Protecting his wife, children and grandchildren is the only answer that makes logical sense.

----------


## LibertyEagle

> That piece of $#@! Benton doesn't want Ron to have an unedited speech because he thinks it will hurt his future (and probably current) employer, Rand Paul.


Oh, come on.  That's not fair.

----------


## Feeding the Abscess

> I would remind you that early in the campaign, Ron Paul had over 20 percent in national polls.  And that doesn't include the people who thought he couldn't win, so they didn't support him for that reason alone.  We have grown by leaps and bounds in 4 years.  We have liberty people in place now in leadership positions in the GOP in several states.  If we would get busy and do that everywhere, getting our candidates elected would be much, much easier.  It would make the cheating that we saw go on this time be much harder to do.  
> 
> *We have won a lot of hearts and minds in 4 years and are actually getting some of our candidates elected.  And you want to quit now?*  That makes no sense to me, whatsoever.  Especially given that it is only the 2 major parties that get in debates and get any media attention whatsoever.   I hate it, but we still have a 2 party system here.  We either deal with it strategically, or we will forever be relegated to the sidelines.

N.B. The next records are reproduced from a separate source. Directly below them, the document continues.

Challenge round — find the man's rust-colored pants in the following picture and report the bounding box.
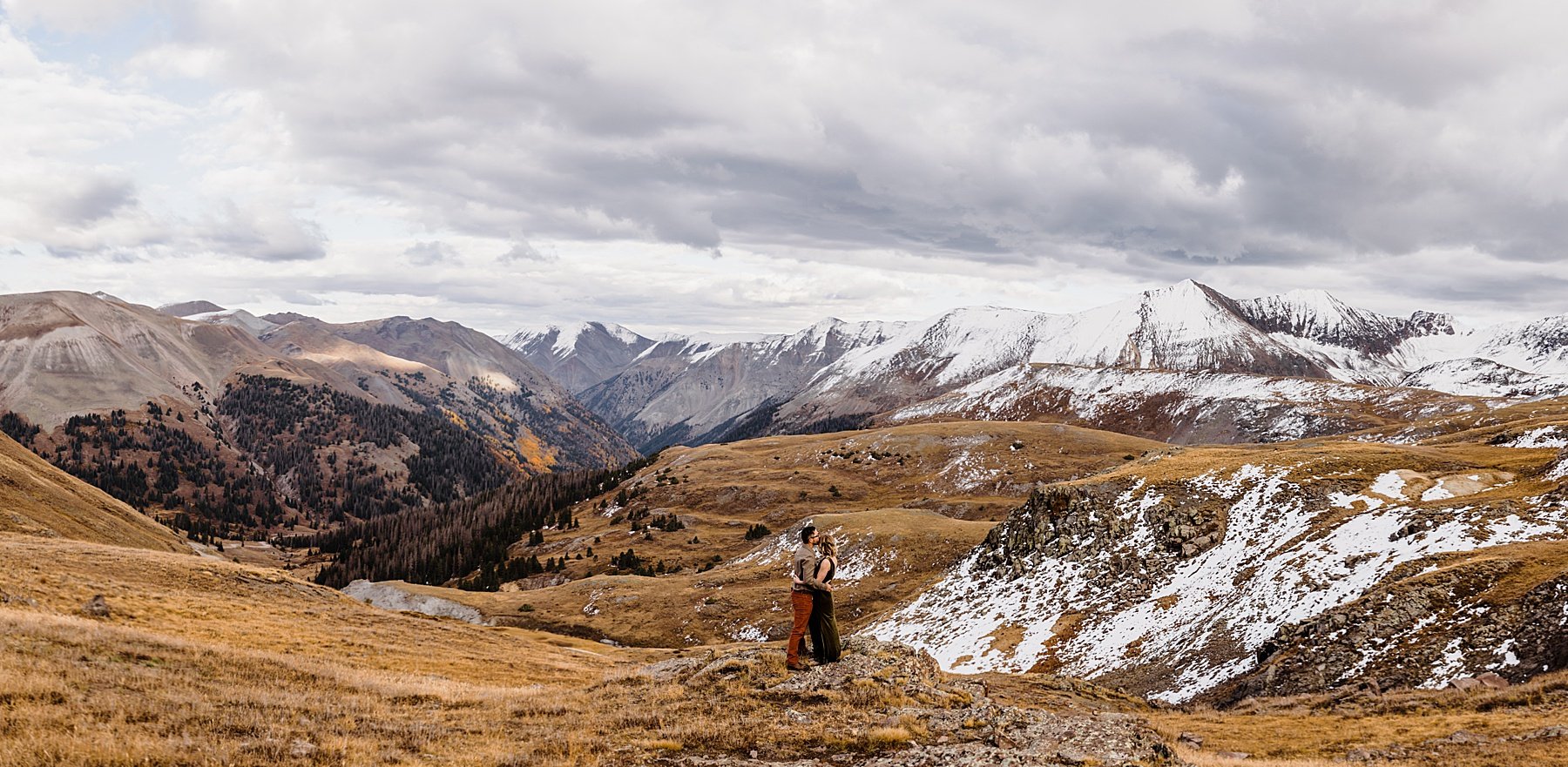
[784,591,811,665]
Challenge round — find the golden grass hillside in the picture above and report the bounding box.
[530,422,1170,577]
[0,434,190,554]
[369,422,1170,646]
[0,534,643,765]
[0,534,1179,767]
[398,508,991,646]
[1149,671,1568,767]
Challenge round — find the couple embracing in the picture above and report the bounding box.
[784,526,842,671]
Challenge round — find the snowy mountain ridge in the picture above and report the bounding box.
[508,279,1568,450]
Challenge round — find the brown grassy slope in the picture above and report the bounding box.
[0,535,624,684]
[0,535,1179,767]
[1149,671,1568,767]
[402,508,991,646]
[1353,397,1568,444]
[1080,439,1557,507]
[0,534,663,765]
[533,422,1170,577]
[392,422,1170,646]
[0,434,190,554]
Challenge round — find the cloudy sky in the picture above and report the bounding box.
[0,0,1568,333]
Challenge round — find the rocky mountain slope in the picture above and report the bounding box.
[0,434,190,554]
[876,364,1496,444]
[868,427,1568,701]
[508,280,1568,450]
[0,292,637,536]
[510,320,897,452]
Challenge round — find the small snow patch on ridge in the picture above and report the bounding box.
[1504,427,1568,448]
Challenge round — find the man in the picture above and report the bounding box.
[784,526,817,671]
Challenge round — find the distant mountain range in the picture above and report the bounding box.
[505,280,1568,450]
[0,292,637,535]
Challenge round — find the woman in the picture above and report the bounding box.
[806,536,843,663]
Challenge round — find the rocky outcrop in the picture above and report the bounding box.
[643,636,1186,767]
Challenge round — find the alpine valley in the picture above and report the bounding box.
[0,280,1568,767]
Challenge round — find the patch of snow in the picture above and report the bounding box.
[729,626,768,642]
[866,464,1568,703]
[1369,470,1405,501]
[1504,427,1568,448]
[343,581,494,626]
[1416,636,1464,690]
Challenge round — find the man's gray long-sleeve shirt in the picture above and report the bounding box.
[790,542,817,591]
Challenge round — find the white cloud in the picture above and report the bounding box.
[0,0,1568,329]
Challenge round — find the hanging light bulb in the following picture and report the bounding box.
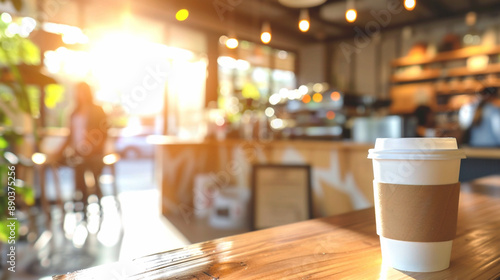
[260,21,272,44]
[226,32,238,49]
[404,0,417,11]
[299,9,311,32]
[345,0,358,22]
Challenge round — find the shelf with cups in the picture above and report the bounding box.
[390,43,500,114]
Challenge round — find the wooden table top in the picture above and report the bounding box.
[54,178,500,280]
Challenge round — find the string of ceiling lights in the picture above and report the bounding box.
[221,0,417,49]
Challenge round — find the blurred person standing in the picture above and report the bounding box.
[53,82,108,209]
[459,87,500,147]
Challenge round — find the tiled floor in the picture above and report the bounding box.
[8,159,189,280]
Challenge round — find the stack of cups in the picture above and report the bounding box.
[368,138,465,272]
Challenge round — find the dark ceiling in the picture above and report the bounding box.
[139,0,500,47]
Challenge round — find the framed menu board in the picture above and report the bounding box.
[251,164,312,230]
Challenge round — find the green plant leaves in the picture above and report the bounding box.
[0,220,19,243]
[0,136,9,150]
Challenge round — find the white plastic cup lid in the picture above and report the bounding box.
[368,137,465,160]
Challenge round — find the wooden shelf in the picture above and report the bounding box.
[391,63,500,83]
[391,46,500,67]
[391,69,441,83]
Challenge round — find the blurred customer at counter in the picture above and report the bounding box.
[413,105,436,137]
[52,82,108,209]
[459,87,500,147]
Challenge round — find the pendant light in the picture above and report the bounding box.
[226,36,239,49]
[260,21,272,44]
[345,0,358,22]
[404,0,417,11]
[299,9,311,32]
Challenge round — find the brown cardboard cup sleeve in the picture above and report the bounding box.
[373,182,460,242]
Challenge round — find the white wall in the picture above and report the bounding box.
[297,43,327,85]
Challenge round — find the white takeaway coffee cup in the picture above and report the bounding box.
[368,138,465,272]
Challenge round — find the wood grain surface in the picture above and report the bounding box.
[54,180,500,280]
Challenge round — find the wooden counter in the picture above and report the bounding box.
[148,136,373,217]
[54,177,500,280]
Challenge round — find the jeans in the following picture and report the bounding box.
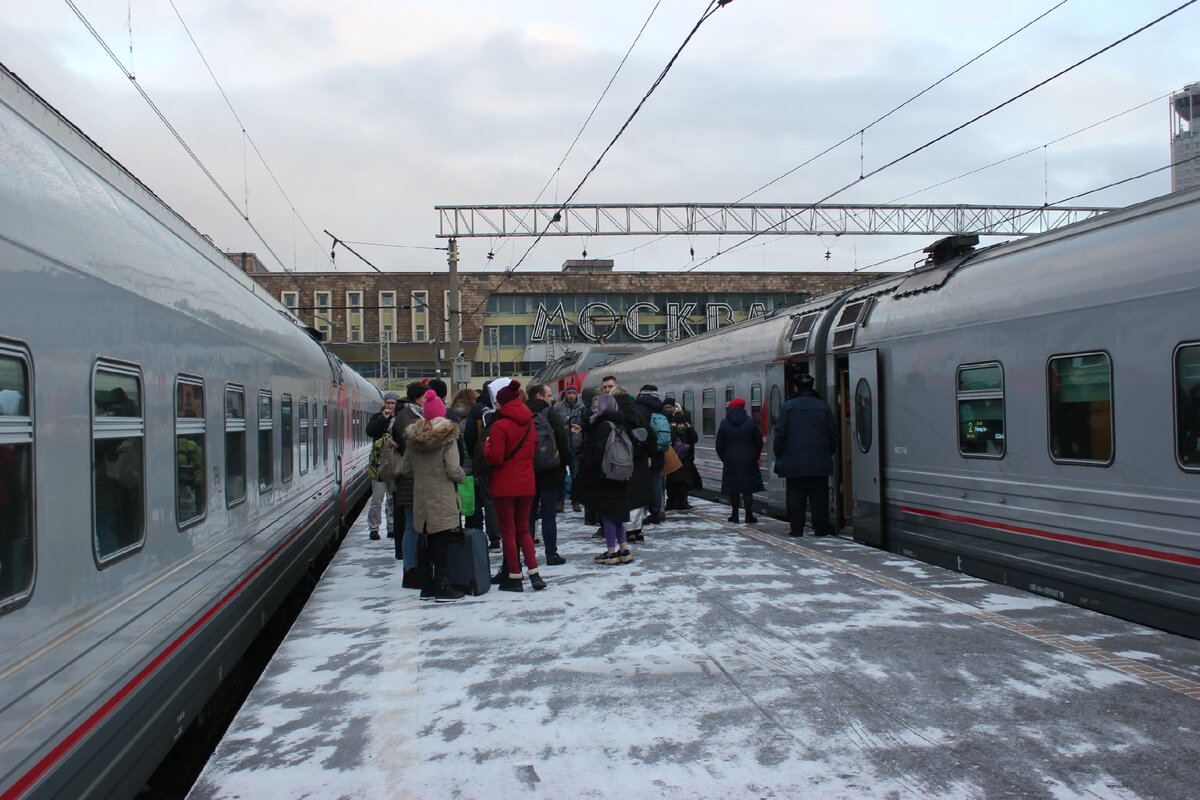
[529,486,563,558]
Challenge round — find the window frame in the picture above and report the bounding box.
[0,339,37,615]
[172,373,209,531]
[88,359,148,570]
[228,384,249,509]
[954,360,1003,461]
[1045,349,1117,468]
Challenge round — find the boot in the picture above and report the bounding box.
[433,570,467,603]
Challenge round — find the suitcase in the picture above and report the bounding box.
[446,530,492,595]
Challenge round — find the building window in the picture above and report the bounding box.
[700,389,716,437]
[280,395,295,483]
[1046,353,1112,464]
[346,289,362,342]
[280,291,300,315]
[958,363,1004,458]
[312,291,334,342]
[1175,343,1200,470]
[91,362,145,564]
[379,291,396,342]
[412,290,430,342]
[175,375,208,528]
[258,391,275,492]
[226,386,246,506]
[0,345,34,610]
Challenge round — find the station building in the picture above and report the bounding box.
[228,253,878,387]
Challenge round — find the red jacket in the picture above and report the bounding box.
[484,397,538,498]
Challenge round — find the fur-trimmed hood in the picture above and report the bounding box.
[404,416,458,450]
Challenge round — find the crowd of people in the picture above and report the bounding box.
[366,375,838,603]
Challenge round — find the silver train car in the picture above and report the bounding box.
[0,70,380,800]
[588,191,1200,637]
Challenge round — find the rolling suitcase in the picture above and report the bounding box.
[446,530,492,595]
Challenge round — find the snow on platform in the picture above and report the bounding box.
[190,500,1200,800]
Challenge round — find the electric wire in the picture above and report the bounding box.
[680,0,1198,272]
[607,0,1068,258]
[65,0,289,272]
[170,0,331,271]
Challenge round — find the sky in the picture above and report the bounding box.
[0,0,1200,275]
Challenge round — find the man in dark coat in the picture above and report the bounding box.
[715,397,763,523]
[775,375,840,536]
[526,384,571,566]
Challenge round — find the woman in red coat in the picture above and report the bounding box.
[484,380,546,591]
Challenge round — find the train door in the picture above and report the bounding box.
[844,350,883,547]
[762,362,787,513]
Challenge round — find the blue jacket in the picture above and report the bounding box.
[716,408,763,494]
[775,390,841,477]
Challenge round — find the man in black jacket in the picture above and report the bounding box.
[775,374,841,536]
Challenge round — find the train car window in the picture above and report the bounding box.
[956,363,1006,458]
[1175,343,1200,470]
[854,378,875,452]
[258,390,275,492]
[91,362,145,565]
[700,389,716,437]
[1046,353,1112,464]
[0,345,34,613]
[280,395,295,483]
[226,386,246,506]
[296,397,308,475]
[175,375,208,529]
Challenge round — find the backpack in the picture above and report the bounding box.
[533,407,560,473]
[650,411,671,452]
[376,433,404,485]
[600,422,634,481]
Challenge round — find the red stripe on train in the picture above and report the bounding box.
[900,506,1200,566]
[0,503,330,800]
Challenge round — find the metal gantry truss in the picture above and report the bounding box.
[434,203,1115,239]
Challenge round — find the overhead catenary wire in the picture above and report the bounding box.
[607,0,1069,258]
[680,0,1196,272]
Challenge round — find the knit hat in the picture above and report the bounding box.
[496,380,521,405]
[421,389,446,420]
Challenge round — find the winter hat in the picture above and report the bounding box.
[496,380,521,405]
[487,378,511,405]
[421,389,446,420]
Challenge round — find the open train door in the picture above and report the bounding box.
[844,350,883,547]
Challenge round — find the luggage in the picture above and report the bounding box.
[446,530,492,595]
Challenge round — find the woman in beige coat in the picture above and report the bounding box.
[400,390,467,603]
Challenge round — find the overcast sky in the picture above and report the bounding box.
[0,0,1200,271]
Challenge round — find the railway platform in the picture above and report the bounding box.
[190,499,1200,800]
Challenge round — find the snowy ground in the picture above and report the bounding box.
[190,500,1200,800]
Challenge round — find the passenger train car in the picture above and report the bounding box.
[0,70,380,800]
[588,191,1200,637]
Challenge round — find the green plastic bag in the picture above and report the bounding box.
[458,475,475,517]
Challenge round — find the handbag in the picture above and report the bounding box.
[458,475,475,517]
[662,447,683,476]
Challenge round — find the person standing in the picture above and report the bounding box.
[400,390,467,603]
[775,374,841,536]
[716,397,763,524]
[484,380,546,591]
[367,392,400,541]
[526,384,570,566]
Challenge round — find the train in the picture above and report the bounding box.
[0,61,382,800]
[587,185,1200,637]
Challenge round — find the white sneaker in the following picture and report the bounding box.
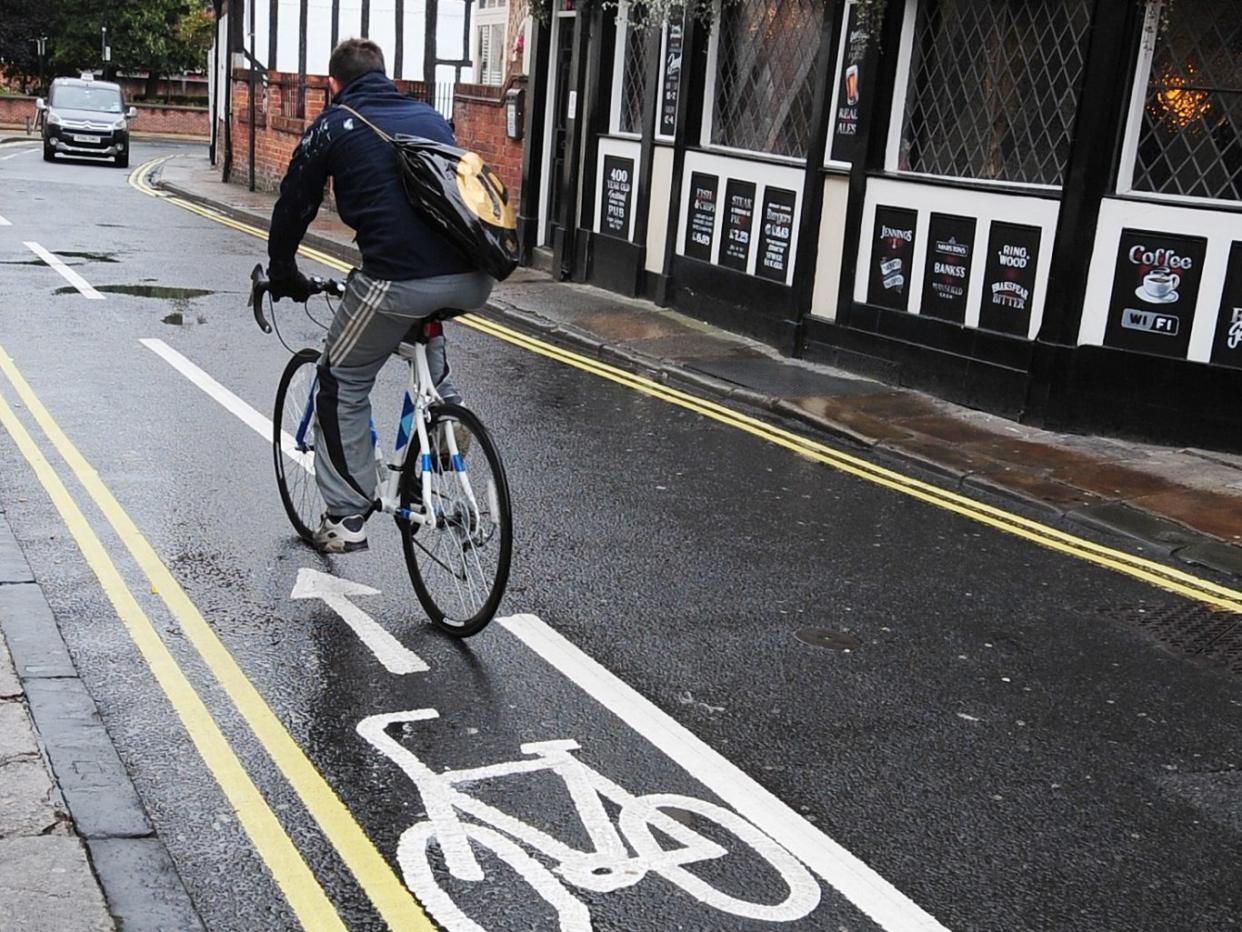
[314,514,366,553]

The movement has already quit, by moderating the message and separating itself from the more radical Ron Paul proposals and ideas.

----------


## erowe1

> I see two possibilities.
> One, Ron has been threatened,,or (more likely) the family threatened,, and has backed off.
> or Two. he is trusting people that are actively working against him,, while smiling in his face.


Why don't you see the possibility that Ron Paul really doesn't want his supporters to try to nominate him from the floor?

----------


## Lightweis

> I don't know that. I don't imagine Ron as a puppet master with his hand up Benton's back and putting words in his mouth.
> 
> I honestly wonder how much he is insulated from what is going on around him.
> 
> I see two possibilities.
> One, Ron has been threatened,,or (more likely) the family threatened,, and has backed off.
> or Two. he is trusting people that are actively working against him,, while smiling in his face.
> 
> Protecting his wife, children and grandchildren is the only answer that makes logical sense.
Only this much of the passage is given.